Debussy: Mélodies. Nuit d’étoiles; Mélodies nr. 1-3; Mandoline; Fêtes galantes 1 en 2; Images oubliées; Chansons de Bilitis nr. 1-3; Chansons de France nr. 1-3; Ballades de François Villon nr. 1-3; Romance ‘L’âme évaporée’; Les cloches; Les angélus; Dans le jardin; ‘Lent, mélancolique et doux’ en ‘Quelques aspects de Nous n’irons plus au bois’ uit Images oubliées; Poèmes de Stéphane Mallarmé nr.1-3; Beau soir; Romance ‘Voici que le printemps’; Paysage sentimental; Fleur de blés; La belle au bois dormant; Le promenoir des deux amants nr. 1-3; Les soirs illuminés par l’ardeur du charbon. Poèmes de Baudelaire nr. 1-5. Sophie Karthäuser (s) en Eugene Asti (p); Stéphane Degout (b) en Alain Planès. Harmonia Mundi HMM 90.2306/7 (2 cd’s, 2u., 05’51”). 2018
Gedurende zijn hele muzikale loopbaan schreef de onlangs door de herdenking van zijn honderdste sterfdag in maart 2018 uitgebreid herdachte Debussy liederen, tenminste 60 in getal. Een magere oogst in vergelijking met het veel omvangrijker liedoeuvre van Schubert, maar wel van het grootste belang voor de Franse liedkunst.
Ze speelden in zijn werk een minder een centrale rol dan bij Fauré, maar waren in formeel opzicht veel gedurfder.
Interessant genoeg werden in verloop der tijd de vocale partijen van zijn mélodies steeds eenvoudiger, minder gericht op effect, meer op integriteit met de tekst van de gedichten. Dat gaat soms zover, dat de vocale melodielijnen soms erg lijken op een melodische realisatie van een gesproken tekst. Tegelijkertijd werden de pianopartijen rijker, sfeervoller, bijna in staat om als zelfstandig werk te functioneren, zoals in ‘Le tombeau des Naides’, het derde lied uit de Trois chansons Bilitis (1897/8) waarin de fijnzinnige pianopartij vallende sneeuw suggereert, terwijl het aandeel van de zanger veel weg heeft van een recitatief.
Debussy maakte toonzettingen van diverse Franse dichters, maar hij deelde met Fauré een groot enthousiasme voor Paul Verlaine wiens dromerige, vaak dubbelzinnige gedichten een breuk betekenden met de strak metrische vormen uit het verleden. Dat gebeurde op een manier die vergelijkbaar is met het destabiliseren van de tonaliteit door Debussy.
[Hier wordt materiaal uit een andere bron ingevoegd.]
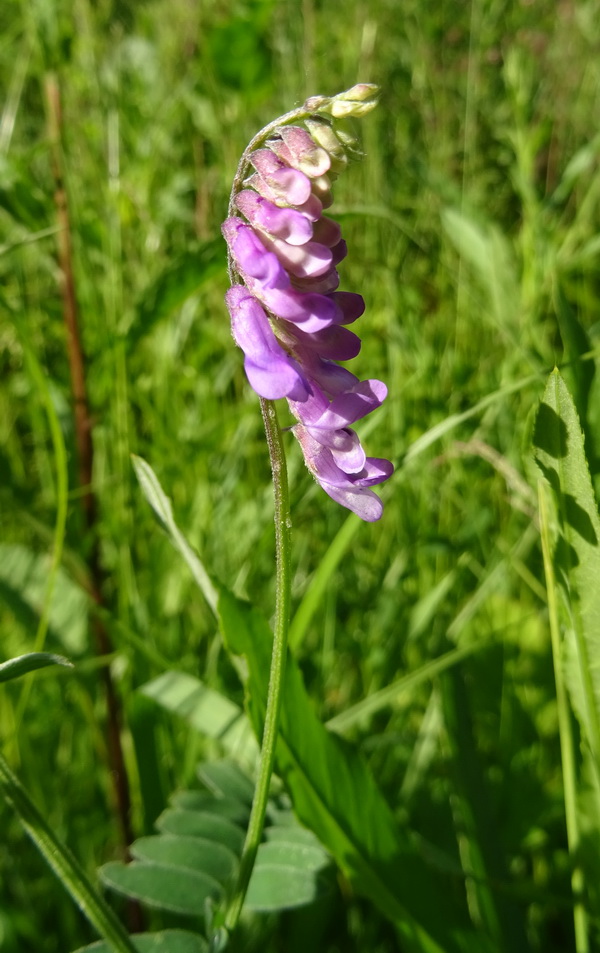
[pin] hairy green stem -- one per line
(565, 732)
(278, 657)
(63, 863)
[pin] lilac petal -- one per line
(321, 187)
(313, 312)
(327, 232)
(352, 459)
(331, 378)
(345, 446)
(337, 484)
(271, 371)
(333, 343)
(376, 470)
(292, 186)
(364, 503)
(312, 208)
(312, 409)
(310, 260)
(352, 405)
(339, 252)
(351, 305)
(284, 223)
(324, 284)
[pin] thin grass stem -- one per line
(565, 733)
(64, 864)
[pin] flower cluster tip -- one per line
(287, 314)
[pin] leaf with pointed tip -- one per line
(22, 664)
(161, 505)
(202, 824)
(191, 853)
(161, 885)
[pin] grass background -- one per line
(472, 229)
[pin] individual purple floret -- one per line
(286, 312)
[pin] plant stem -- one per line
(565, 734)
(278, 657)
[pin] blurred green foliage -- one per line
(472, 226)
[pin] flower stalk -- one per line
(278, 657)
(289, 319)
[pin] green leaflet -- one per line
(334, 794)
(559, 453)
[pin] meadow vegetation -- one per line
(473, 226)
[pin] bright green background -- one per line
(472, 227)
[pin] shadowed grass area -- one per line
(472, 226)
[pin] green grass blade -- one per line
(335, 795)
(15, 668)
(64, 864)
(161, 505)
(559, 453)
(320, 581)
(564, 728)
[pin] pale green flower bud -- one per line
(357, 101)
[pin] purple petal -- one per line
(271, 371)
(284, 223)
(350, 406)
(251, 256)
(327, 232)
(333, 343)
(338, 485)
(364, 503)
(312, 312)
(325, 284)
(310, 260)
(339, 252)
(312, 208)
(376, 471)
(351, 305)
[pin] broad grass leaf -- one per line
(206, 710)
(166, 941)
(489, 253)
(559, 452)
(22, 664)
(161, 885)
(23, 584)
(335, 795)
(576, 343)
(161, 504)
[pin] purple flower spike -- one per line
(284, 223)
(287, 314)
(291, 186)
(271, 372)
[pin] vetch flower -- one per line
(287, 314)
Tot de populairste uitingen van zijn Verlaineliederen behoort zijn tweede versie van ‘Clair de lune’ uit Fêtes galantes (1882/91) waarin een gevoel van een flakkerende schemerwereld wordt gewekt met een vriendelijk kabbelende pianopartij waarboven de lange vocale melodielijnen lijken te zweven.
We beschikken al sinds 1991 over een echt integrale opname van al Debussy’s 60 mélodies met Elly Ameling, Mady Mesplé, Michelle Command, Frederica von Stade en Gérard Souzay met Dalton Baldwin als begeleider (EMI 764.095-2, 3 cd’s), maar deze nieuwe, met de essentie van 44 daaruit, is evenzeer welkom.
Vooral de frisse, nog jeugdige stem van de Belgische sopraan Sophie Karthäuser en haar zekerheid in het hoge register, maar niet minder haar stijlbesef en heldere uitspraak maken haar tot een vrijwel ideale interpreet van dit repertoire en ze wordt sympathiek en kundig begeleid door Eugene Ast. Ook de secundaire baritonliederen zijn in orde bij Stéphane Degout.